Worth noting that duplicate indices are almost always a consequence of a failed reindex.

Worth noting that duplicate indices are almost always a consequence of a failed reindex.

Yes, I also have encountered it when I start the reindex and then realize I am not using correct config or indexing wrong wiki or something like that. Stopping the wrong reindex does not delete the new index, and it's not easy to figure out its name if the output of the tool was not captured.

@Aklapper I talked with eugene and he does, I will co mentor with him

@Eugene233, @Zppix: It's unclear to me which codebase this is about, and the task description misses pointers / links to documentation or example implementations. Please also see the project description of good first task how to improve the task description. Thanks!

It's unclear to me which codebase this is about,

CirrusSearch extension, specifically maintenance scripts. I've added the tag.

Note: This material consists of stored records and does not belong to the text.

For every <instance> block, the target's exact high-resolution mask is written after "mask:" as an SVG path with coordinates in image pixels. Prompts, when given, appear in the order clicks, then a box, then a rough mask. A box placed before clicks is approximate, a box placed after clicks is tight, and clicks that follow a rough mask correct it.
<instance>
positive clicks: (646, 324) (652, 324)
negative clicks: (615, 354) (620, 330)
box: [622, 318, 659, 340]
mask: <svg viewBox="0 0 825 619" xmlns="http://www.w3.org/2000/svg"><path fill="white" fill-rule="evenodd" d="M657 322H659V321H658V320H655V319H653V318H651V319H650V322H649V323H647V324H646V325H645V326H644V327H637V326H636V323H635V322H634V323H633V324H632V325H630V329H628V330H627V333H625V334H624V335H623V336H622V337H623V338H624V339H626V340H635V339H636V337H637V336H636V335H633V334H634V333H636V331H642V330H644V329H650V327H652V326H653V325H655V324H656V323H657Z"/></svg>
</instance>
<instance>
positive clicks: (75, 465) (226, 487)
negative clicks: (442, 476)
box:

the task description misses pointers / links to documentation or example implementations

Well, we don't exactly have any implementations for this. But if you look at includes/Maintenance/ConfigUtils.php, in pickIndexIdentifierFromOption, that's how it checks if there are more than one indexes. Now what needs to be done when this new script is run is to check which of them is linked to the main alias (i.e. frwiki_content would be an alias for frwiki_content_1494688722), list others, ask the user for confirmation and if the user confirms (or it is run with --yes option) delete the others.

The script should do it for all indexes belonging to the wiki - content, general, suggester & archive. Check also UpdateOneSearchIndexConfig for general code that handles the updates - and validateAlias function there.

Thanks Smalyshev!
@Eugene233, @Zppix: If you definitely do feel knowledgeable enough to mentor this task and any potential implementation questions here, feel free to improve the task description to make clear what exactly is expected from a contributor. Then we could offer this task in Google Code-in. But that is up to your judgement.